[Salon] Conference Games



https://www.csis.org/analysis/conference-games

Conference Games

April 18, 2022

Something rare is about to happen in the Congress—an actual House-Senate conference on legislation, in this case, the competing versions of China legislation. Those of you who still remember middle school civics and the fondly recalled text, How a Bill Becomes a Law, know what I’m talking about. That book laid out the traditional approach—hearings, committee action, floor action, all separately in the House and Senate, followed by a conference, where designated representatives of both bodies come together to reconcile differences.

Sadly, things haven’t worked like that for a long time, aside from the occasional appropriations bill. These days, differences are usually worked out by leadership with little involvement from rank-and-file legislators, aside from a few that may have managed the bill along its way. At this point, however, it looks like the conference on the House COMPETES Act and the Senate’s United States Innovation and Competition Act will follow a more traditional, albeit enlarged, model. So far, there are 107 conferees—26 from the Senate and 81 from the House. (Since each house speaks for itself, the difference in numbers doesn’t matter, although it may make it harder for the House to reach internal agreement.)

This is not unprecedented. The 1988 Omnibus Trade and Competitiveness Act, which I participated in, had close to 200 conferees from nearly every committee. In order to make it manageable, it was broken into sub-conferences, with members from relevant committees being the main participants in resolving subject matter in their jurisdiction. That means the trade part of the bills will likely be handled by the Ways and Means and Finance conferees and not the entire group. However, there are some Senate conferees not representing a specific committee, and there are some very interested in the trade provisions, like Rob Portman (R-OH), John Cornyn (R-TX), and Sherrod Brown (D-OH), who are not the designated conferees from the Senate Finance Committee.

That matters. Just as the old cliché, 90 percent of life is showing up, is still valid, it is also true that those who show up at the conference usually do better than those that do not. Provisions whose “champion” is not present usually got thrown overboard first. So, watch and see if the abovementioned senators appear at the trade meeting even if they’re not invited.

There are many issues with the conference, but I will focus on the main six in the trade area. The first two are renewal of the Generalized System of Preferences (GSP) program and the Miscellaneous Tariff Bill (MTB) process, which appear in both bills in different forms.

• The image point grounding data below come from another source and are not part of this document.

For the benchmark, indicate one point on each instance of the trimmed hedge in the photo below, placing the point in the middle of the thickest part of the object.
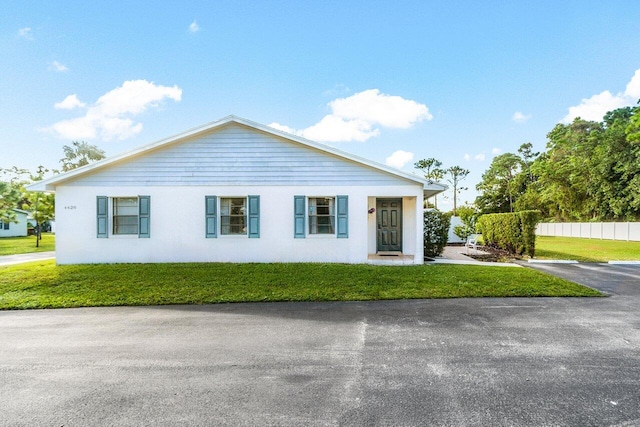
(436, 232)
(513, 232)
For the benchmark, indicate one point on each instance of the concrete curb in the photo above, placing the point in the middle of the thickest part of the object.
(552, 261)
(23, 258)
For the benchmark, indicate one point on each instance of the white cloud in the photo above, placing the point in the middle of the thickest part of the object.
(478, 157)
(355, 118)
(633, 87)
(25, 33)
(111, 116)
(69, 103)
(519, 117)
(595, 107)
(56, 66)
(284, 128)
(386, 110)
(399, 159)
(335, 129)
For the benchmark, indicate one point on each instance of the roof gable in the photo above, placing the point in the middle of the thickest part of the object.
(233, 151)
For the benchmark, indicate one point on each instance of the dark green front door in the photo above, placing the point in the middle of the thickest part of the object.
(389, 225)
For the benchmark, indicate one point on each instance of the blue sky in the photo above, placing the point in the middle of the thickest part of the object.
(393, 82)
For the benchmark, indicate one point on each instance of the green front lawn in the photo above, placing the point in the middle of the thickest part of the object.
(25, 245)
(45, 285)
(586, 250)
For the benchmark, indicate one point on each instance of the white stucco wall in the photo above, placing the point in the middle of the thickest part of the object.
(178, 225)
(18, 229)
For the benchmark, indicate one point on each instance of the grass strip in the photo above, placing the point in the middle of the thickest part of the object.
(44, 285)
(26, 245)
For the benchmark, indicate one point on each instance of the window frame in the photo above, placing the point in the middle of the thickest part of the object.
(113, 216)
(244, 215)
(313, 218)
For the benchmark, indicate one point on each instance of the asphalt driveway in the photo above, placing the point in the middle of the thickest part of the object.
(499, 362)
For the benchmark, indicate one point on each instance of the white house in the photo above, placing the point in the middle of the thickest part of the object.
(15, 229)
(237, 191)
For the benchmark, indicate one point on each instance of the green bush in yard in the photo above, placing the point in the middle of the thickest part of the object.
(513, 232)
(436, 232)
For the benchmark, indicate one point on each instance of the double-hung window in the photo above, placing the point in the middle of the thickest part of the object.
(125, 215)
(238, 216)
(322, 215)
(233, 216)
(122, 216)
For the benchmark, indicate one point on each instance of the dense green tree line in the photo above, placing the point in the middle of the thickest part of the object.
(590, 171)
(13, 181)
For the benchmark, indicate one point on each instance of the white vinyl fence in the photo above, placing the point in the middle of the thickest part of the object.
(592, 230)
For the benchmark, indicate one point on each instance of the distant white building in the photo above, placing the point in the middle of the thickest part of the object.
(13, 229)
(238, 191)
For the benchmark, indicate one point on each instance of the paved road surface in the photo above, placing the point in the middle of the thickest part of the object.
(497, 362)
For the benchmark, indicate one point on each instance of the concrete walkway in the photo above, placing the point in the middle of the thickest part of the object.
(22, 258)
(456, 255)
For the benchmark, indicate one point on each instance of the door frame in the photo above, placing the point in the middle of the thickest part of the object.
(400, 226)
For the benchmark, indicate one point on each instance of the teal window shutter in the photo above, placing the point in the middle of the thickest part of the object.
(144, 216)
(102, 209)
(254, 216)
(211, 212)
(298, 217)
(343, 216)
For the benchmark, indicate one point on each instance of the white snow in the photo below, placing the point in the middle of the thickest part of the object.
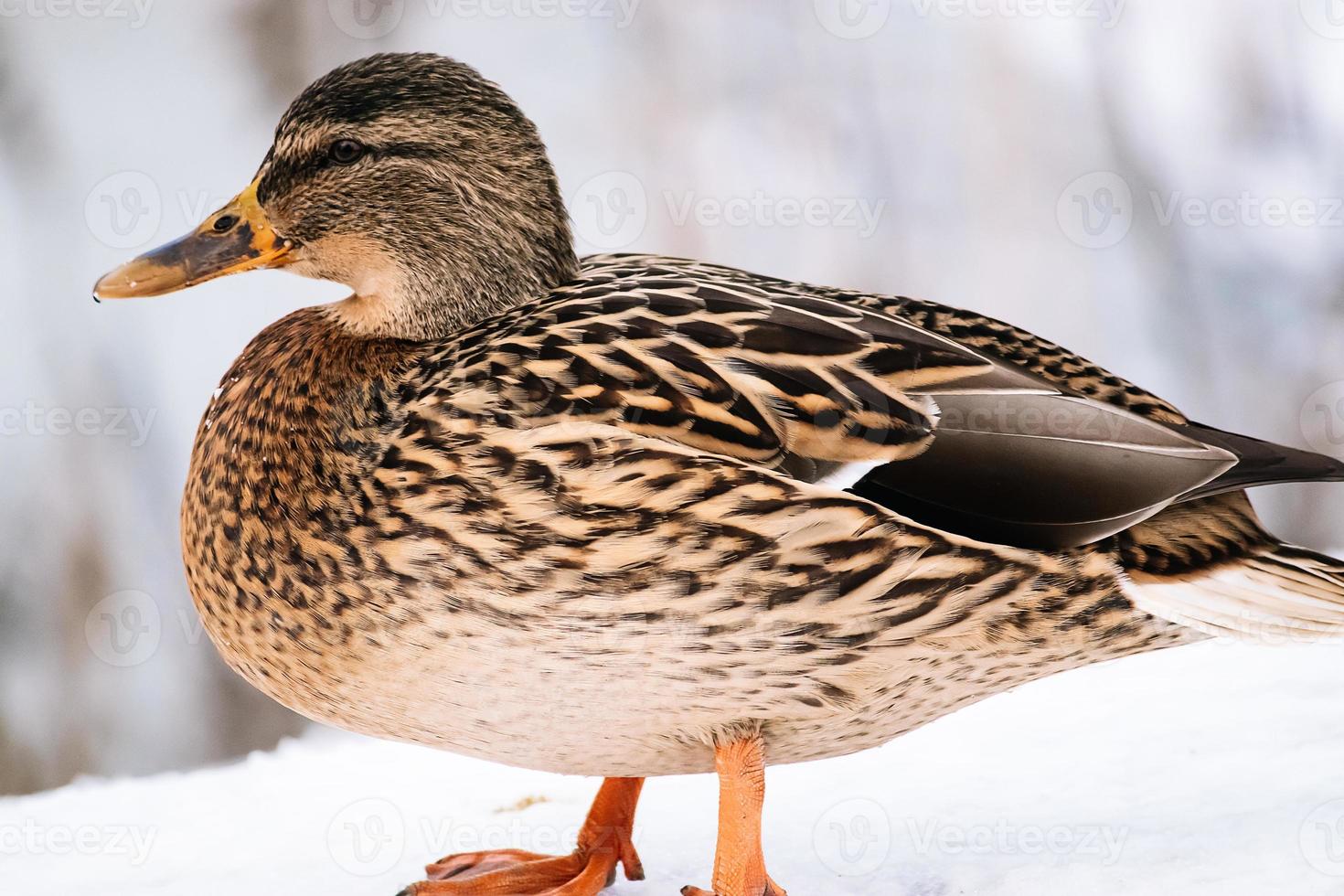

There are differences that are not insignificant—the House version, for example, adds more criteria for GSP eligibility—but nothing that the parties should not be able to reconcile.

The third is extension of the Trade Adjustment Assistance program, most of which expired last June. This has been an essential element of U.S. trade policy for over 50 years, and, while there is always conservative resistance to it, it generally makes it across the finish line after concessions to its opponents—either a reduction in spending on it or an agreement to accept other, unrelated provisions.

The other three appear only in the House bill, and all have proved controversial. Indeed, I expect the initial Senate position will be that all should be dropped because they have not been fully vetted or considered in the Senate. That is not likely to fly, but it indicates the House will need to make some significant concessions if it is to retain any of them.

Probably the most vulnerable is Rep. Blumenauer’s (D-OR) proposal to remove de minimis tariff treatment for imports from nonmarket economies and those subject to “enforcement actions,” meaning tariffs imposed pursuant to Sections 232 or 301. (I explained the difficulties with this provision, including its World Trade Organization inconsistency, in my January 18 column.) This was a late addition to the House agenda and has not been extensively considered either body. The most likely outcome is that it will be dropped but live to fight another day on another bill.

The most controversial provision is the one providing for review of outbound investments, also something I’ve discussed previously. Since the last time I wrote about it, the administration, along with Senate Finance Committee chairman Ron Wyden (D-OR), has indicated some support for the idea, if not the specific House provision, and that may be enough to prevent it from being summarily dropped. Even its proponents seem to recognize it has problems—its scope is too broad, its process too cumbersome, and the Office of the U.S. Trade Representative is clearly the wrong place to put it. I believe it is beyond repair, but that won’t stop the attempt. The main challenge will be limiting it to a narrowly defined set of investments. If that proves impossible, it may ultimately be dropped.

The last one is the set of trade law amendments, originally proposed by Senators Brown and Portman, that would amend U.S. antidumping and countervailing duty laws to enable the government to deal more quickly and effectively with serial offenders and those who try to circumvent the law. These appear to have legs, despite substantial business opposition. The administration has made positive noises about them, and, since the primary offender is China, there should be substantial sympathy for them among the conferees. The fact that both senators are conferees, even if not for this section, gives them an advantage if they choose to press it.

So, the result on the trade issues is likely to be a mixed bag with some winners and losers. But the real winner here may be the legislative process because, for at least one major bill, it seems to be back to normal.

William Reinsch holds the Scholl Chair in International Business at the Center for Strategic and International Studies in Washington, D.C.